Big projects can have frustrating levels of complexity. Unit tests can help us cope with this frustration through two interrelated means:
- They force us to break the project down into small, testable pieces that are fun to code. In short, they help us find the simple parts of a big, complex project.
- The search for code that is easy to test can help us discover an architecture for our program that is simple and clean. Such architectures can be achieved by refactoring existing code.
In this article I will spend a few paragraphs explaining each of these ideas, and showing why they are important.
The Frustration of Complexity
Programmers get frustrated when faced with complexity. Frustrated people are not productive. If I’m frustrated by a project, I don’t want to work on that project. If I don’t work on a project, then I never get anything done.
To write a unit test, any unit test, a programmer should find a simple problem that can be easily tested. It is possible to write complex unit tests, but such tests are, by definition, poorly designed.
Even complex programs have some code in them that can be easily tested through the simple mechanism of writing a unit test. By finding this simple code, even a frustrated programmer can find a bit of work that can be done easily and quickly. Work of that kind is innately enjoyable, and innately satisfying. It is the kind of work that compels one to go on working.
After having found one simple unit test to write, a programmer can begin to see what it is their code ought to look like. Scanning through their code, they may find other simple tests that can be written.
Sometimes, however, a programmer can reach a point where it is no longer possible to find other simple tests that can be written. In such a case, the only way to move forward is to begin to refactor existing code that is overly complex or hard to test.
Reduce Complexity to Simplicity by Refactoring
It is always possible to refactor code to make it testable. Even the most recalcitrant code can be rewritten to be tested. It only takes patience, and a will to succeed.
Over and over again, we hear people come up with excuses for why they cannot test their code. The most common reason for claiming code is untestable is the inability to separate the interface of a program from the business rules that drive a program. This is a serious problem, but fortunately it is one that is usually easy to solve.
When faced with such a problem, one can always find the code that needs to be tested. In almost all cases, it will be wrapped up inside an interface event handler such as a button click method. Once you find the code, you can move it into a discreet object that can be called from either the event handler, or from a unit test.
Discovering what objects need be created to handle the code that was part of your interface is not always easy. In fact, it is in this stage of programming that a developer’s skill is revealed. Not everyone has the ability to create simple, easy to use objects that can be called from either an event handler or from a unit test.

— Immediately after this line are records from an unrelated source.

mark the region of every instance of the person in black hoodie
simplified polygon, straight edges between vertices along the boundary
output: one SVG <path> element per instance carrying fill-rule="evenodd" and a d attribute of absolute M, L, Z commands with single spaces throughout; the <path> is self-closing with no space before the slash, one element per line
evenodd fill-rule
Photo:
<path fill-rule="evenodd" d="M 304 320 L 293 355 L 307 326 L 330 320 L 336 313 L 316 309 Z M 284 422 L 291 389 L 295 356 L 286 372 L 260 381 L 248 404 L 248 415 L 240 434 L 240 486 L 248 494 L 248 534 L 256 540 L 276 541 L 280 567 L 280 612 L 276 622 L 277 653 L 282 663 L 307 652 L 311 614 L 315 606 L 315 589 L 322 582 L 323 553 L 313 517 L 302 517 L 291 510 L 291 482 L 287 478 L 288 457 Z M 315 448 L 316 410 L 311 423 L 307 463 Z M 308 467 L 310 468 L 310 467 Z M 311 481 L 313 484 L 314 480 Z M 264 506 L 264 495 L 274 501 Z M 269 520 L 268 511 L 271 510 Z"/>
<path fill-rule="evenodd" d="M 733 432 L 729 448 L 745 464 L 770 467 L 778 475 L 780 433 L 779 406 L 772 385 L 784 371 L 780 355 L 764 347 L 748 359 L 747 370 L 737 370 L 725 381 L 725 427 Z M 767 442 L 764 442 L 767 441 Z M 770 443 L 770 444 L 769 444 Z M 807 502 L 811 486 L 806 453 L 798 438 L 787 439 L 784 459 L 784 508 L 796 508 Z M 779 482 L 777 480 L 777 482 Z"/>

Though the skill may be a difficult one to master, it can also be an enjoyable task to perform. Once the creative work is done, the actual work of creating a testable object can be relatively simple and enjoyable.
While engaged in creating such objects, a developer may feel that no real work is being accomplished. However, this is not true. One is taking complex, hard to understand code, and creating in its place code that is easy to use. One is taking a program that is innately frustrating to work on, and converting it into a program that is easy to understand, and hence enjoyable.
After creating one set of testable objects, it is often possible to perceive how these existing objects can be decomposed into yet simpler objects. If a particular programmer lacks skills in such an area, then often they can spend a few hours with a better programmer who can give them tips on how to proceed. In this way a well designed team can work together to use everyone’s skills to convert poorly written code into well written code.
Well written code is easy to test, and fun to program. If programming is enjoyable, then programmers will put in long fruitful hours engaged in a task that is both pleasing and productive.
This process of creating simple code described in this article is driven by the desire to write unit tests. Programmers like to write such tests because the act of creating them is both enjoyable and satisfying. In fact, most programmers enjoy their work — so long as it is not overly frustrating.
We can happily write unit tests so long as we can find code that is simple to test. When we find that there is no code left that is simple to test, then that means either that the job is done, or else that it is time to begin refactoring code so that it can be made easy to test, and therefore also easy to understand.
When we are stymied by a project that seems overly complex, overly frustrating, the way out is to begin writing unit tests. The act of writing the tests will lead us, slowly but surely, to the solution to our problems.